Keywords: strategic classification, contextual bandits, multi-class classification, online learning
TL;DR: We formalize and study the problem of strategy-aware contextual bandits.
Abstract: Algorithmic tools are often used to make decisions about people in high-stakes domains. In the presence of such automated decision making, there is incentive for strategic agents to modify their input to the algorithm in order to receive a more desirable outcome. While previous work on strategic classification attempts to capture this phenomenon, these models fail to take into account the multiple actions a decision maker usually has at their disposal, and the fact that they often have access only to bandit feedback. Indeed, in standard strategic classification, the decision maker's action is to either assign a positive or a negative prediction to the agent, and they are assumed to have access to the agent's true label after the fact. In contrast, we study a setting where the decision maker has access to multiple actions but only can see the outcome of the action they assign. We formalize this setting as a contextual bandit problem, in which a decision maker must take actions based on a sequence of strategically modified contexts.
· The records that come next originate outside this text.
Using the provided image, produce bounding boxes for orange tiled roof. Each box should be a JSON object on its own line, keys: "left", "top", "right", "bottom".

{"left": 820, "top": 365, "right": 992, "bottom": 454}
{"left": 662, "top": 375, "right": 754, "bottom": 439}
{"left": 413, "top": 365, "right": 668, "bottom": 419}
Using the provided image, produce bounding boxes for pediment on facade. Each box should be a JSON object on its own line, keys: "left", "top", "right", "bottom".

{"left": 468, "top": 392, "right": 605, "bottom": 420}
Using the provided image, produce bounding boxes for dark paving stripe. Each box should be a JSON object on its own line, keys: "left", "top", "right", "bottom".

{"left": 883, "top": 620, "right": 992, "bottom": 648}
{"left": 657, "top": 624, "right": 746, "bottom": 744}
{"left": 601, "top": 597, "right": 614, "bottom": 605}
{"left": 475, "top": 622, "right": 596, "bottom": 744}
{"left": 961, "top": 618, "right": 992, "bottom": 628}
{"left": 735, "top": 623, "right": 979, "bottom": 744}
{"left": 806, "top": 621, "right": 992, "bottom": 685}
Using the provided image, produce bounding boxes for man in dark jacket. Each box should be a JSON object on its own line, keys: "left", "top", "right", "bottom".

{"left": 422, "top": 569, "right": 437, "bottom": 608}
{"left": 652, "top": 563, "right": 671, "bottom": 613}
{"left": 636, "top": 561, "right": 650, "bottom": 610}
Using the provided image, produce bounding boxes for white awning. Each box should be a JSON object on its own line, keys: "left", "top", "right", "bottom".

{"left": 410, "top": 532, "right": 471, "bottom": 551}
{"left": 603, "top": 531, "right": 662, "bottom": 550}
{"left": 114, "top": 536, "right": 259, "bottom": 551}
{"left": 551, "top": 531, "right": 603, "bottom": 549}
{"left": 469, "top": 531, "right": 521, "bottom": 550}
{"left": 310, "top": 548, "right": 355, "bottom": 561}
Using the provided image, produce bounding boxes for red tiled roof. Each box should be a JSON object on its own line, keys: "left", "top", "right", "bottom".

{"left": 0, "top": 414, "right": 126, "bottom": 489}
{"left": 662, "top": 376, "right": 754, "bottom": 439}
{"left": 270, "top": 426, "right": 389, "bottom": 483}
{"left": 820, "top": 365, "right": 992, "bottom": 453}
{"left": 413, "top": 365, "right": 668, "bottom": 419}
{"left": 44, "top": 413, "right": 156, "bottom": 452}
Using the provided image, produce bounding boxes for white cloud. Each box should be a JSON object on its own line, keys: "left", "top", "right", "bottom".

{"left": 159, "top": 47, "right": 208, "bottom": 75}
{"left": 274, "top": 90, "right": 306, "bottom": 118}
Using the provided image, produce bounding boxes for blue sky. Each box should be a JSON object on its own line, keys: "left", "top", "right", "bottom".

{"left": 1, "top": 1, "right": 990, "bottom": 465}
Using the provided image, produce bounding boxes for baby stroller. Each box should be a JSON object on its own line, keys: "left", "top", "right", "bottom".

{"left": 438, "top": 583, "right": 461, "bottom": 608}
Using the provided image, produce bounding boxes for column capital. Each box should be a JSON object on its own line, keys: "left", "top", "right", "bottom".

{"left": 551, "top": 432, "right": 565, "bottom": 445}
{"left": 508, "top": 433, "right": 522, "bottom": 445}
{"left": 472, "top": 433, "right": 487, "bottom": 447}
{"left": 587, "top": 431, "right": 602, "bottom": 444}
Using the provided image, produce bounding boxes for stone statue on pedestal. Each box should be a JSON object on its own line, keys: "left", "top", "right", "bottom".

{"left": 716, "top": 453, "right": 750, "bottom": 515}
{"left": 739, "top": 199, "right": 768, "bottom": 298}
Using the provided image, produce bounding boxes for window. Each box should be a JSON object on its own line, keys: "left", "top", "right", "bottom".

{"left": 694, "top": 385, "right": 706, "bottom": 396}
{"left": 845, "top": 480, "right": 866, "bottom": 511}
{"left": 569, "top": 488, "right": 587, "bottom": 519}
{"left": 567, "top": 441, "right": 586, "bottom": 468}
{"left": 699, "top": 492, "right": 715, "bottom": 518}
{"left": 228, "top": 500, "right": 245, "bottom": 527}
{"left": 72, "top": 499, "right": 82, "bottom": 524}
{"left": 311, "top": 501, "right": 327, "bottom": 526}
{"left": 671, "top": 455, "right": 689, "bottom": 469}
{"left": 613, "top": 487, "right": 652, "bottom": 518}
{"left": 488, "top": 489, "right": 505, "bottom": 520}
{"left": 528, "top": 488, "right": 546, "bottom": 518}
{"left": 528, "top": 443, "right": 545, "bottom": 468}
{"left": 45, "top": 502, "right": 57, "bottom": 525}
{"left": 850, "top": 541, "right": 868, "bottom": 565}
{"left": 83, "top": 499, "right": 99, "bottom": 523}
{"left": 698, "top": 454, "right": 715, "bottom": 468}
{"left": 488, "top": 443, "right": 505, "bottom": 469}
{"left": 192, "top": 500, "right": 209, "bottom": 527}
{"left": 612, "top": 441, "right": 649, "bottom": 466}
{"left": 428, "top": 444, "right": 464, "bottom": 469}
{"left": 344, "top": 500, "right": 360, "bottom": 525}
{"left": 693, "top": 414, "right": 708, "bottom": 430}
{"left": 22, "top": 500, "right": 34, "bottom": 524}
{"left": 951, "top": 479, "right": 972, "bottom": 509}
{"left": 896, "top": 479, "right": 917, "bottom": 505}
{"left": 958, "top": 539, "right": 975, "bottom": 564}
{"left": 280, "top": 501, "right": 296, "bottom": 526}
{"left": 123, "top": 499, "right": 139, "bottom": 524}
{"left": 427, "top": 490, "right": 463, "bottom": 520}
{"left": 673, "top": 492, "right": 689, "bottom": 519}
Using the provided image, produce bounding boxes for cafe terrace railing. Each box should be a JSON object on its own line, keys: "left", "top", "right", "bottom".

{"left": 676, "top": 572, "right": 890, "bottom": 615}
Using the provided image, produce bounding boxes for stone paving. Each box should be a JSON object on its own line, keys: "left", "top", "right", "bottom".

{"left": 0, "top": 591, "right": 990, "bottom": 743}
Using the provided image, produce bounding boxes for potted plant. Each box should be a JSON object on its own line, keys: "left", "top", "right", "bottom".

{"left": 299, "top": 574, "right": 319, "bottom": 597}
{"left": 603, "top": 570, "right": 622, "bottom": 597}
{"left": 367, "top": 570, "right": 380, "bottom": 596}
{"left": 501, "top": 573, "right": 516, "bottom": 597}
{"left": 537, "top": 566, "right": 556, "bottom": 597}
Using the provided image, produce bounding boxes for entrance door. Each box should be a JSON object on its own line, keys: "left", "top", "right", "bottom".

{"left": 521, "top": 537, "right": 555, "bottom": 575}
We provide an algorithm with no regret compared to the best fixed policy in hindsight if the agents' were truthful when revealing their contexts (i.e., no-strategic-regret) for the two action setting, and prove that sublinear strategic regret is generally not possible for settings in which the number of actions is greater than two. Along the way, we obtain impossibility results for multi-class strategic classification which may be of independent interest.